Published: 13 March 2017

Abstract

Sandwich-type biosensor platforms have drawn lots of attentions due to its superior features, compared to other platforms, in terms of its stable and reproducible responses and easy enhancement in the detection sensitivity. The sandwich-type assays can be developed by utilizing a pair of receptors, which bind to the different sites of the same target. In this mini-review paper, the sandwich-type biosensors using either pairs of aptamers or aptamer-antibody pairs are reviewed in terms of its targets and platforms, the schematic designs, and their analytical performance.

Keywords

A pair of aptamer Aptasensor Sandwich-type biosensors Sandwich-type aptasensor Aptamer-antibody complex

Background

The bioreceptors, important part of the biosensors, are known to afford a major function of the biosensors, selectivity and sensitivity. The antibody is one of the well know bioreceptors widely used for its high avidity, specificity, and diversely applicable feature [1]. Since the sandwich-based assays using secondary antibodies were established in a diagnostic field, along with their enhancements in the sensitivity and specificity, these improvements have led to the commercial success in many ELISA or lateral flow strip type kits [2]. However, these antibody-based biosensors have some weak points in using antibodies, such as high cost, instability, or limitation of target kinds.

Aptamers, which are oligonucleotide or peptide bioreceptors specifically binding to the target molecules, have been considered as an alternative to antibodies in compensating the antibody’s weakness [3, 4]. Aptamers are known to be less expensive in its development, more stable in the wide ranges of pH and temperatures and less limitations in their targets than antibodies [5]. Aptamers are screened from a random library via systematic evolution of ligands by exponential enrichment (SELEX), which have been studied extensively since 1990 [6].

Similar to antibody-based biosensors, single aptamer-based biosensors have also suffered from its weak sensitivities, and so resulted in being destined to be unrealized for field application or commercialization. To overcome this limitation, alternatively, sandwich-type biosensors using a pair of aptamer and antibody complex [710] have been developed. In an antibody-aptamer pair or vice versa, the capture aptamer was immobilized on the platform, and the secondary antibody functionalized with signaling moieties bound to the captured target for generating signals. These sandwich-type bioassays showed enhanced sensitivity and specificity, compared to what a single aptamer is used [11].

Regarding the sandwich-type biosensors using a pair of aptamers, it has rarely been reported, probably due to less availability of the dual aptamers or a pair of aptamers, even though the dual aptamer-based sandwich-type assays are expected to be realized earlier. However, after the development of aptamer pairs are reported, a few sandwich-type biosensor applications using aptamer pairs have been continuously reported [1215]. In other words, the successful development of aptamer pairs leads to the research on the development of appropriate sandwich-type biosensors for on-site diagnosis, similar to ELISA kits [16].
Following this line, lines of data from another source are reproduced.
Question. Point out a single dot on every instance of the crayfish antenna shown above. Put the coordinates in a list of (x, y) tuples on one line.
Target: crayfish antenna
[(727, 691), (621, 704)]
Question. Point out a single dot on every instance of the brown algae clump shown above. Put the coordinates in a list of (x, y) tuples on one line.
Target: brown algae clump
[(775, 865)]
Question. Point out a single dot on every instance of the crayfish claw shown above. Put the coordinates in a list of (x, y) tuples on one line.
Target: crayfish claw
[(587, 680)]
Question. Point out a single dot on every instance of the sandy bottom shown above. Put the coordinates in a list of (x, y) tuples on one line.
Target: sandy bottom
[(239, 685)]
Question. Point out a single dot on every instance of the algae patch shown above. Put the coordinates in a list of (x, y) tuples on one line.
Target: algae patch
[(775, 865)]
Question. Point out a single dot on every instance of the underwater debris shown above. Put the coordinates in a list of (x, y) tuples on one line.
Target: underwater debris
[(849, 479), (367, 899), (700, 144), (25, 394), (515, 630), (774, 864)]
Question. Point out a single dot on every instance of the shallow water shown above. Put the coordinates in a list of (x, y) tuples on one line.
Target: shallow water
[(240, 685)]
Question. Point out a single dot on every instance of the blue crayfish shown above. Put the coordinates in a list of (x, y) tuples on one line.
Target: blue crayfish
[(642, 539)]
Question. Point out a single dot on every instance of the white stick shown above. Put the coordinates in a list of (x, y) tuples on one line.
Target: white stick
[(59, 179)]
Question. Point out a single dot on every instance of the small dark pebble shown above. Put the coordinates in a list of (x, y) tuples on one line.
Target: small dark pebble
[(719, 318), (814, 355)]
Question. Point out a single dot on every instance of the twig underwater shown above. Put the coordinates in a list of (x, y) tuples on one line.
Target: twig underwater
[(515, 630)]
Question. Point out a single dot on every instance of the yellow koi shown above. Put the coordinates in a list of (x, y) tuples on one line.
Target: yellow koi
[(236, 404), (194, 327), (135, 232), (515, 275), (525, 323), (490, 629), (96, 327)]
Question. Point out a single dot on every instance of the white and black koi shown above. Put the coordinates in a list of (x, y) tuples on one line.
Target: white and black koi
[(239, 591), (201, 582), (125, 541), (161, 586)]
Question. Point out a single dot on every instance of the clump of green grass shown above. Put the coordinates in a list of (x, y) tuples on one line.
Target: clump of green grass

For the development of aptamer pairs, it is worth to mention new SELEX methods beyond traditional SELEX methods especially useful for developing a pair of aptamers or aptamer due, even though the SELEX itself is not the central issue in this review. The most conventional SELEX methods were based on the target immobilization, in which aptamer candidates can access to the targets where the surface of the targets is not occupied from immobilization [17]. Since the aptamer pairs have to bind the same target at different sites, an immobilization-free method should have advantages in the screening of aptamer pairs. For example, Graphene-Oxide SELEX (GO-SELEX), target immobilization-free SELEX, is one of the SELEX methods for developing aptamer pairs successfully [18]. GO-SELEX is based on a phenomenon that single strand DNAs adsorbed to graphene oxide surface strongly by π-π stacking. Successful screening of aptamer pairs for one protein target and two kinds of virus targets were reported based on the use of GO-SELEX so far [1214]. Another SELEX method for aptamer pair is multivalent aptamer isolation SELEX (MAI-SELEX) [19]. MAI-SELEX has two distinct selection stages. The affinity module enriches for binding with a target on single binding site. The specificity module can separate the aptamer candidates into groups based on the binding sites. However, this method has the limitation of a target. The target should be separated into subunits for specificity module.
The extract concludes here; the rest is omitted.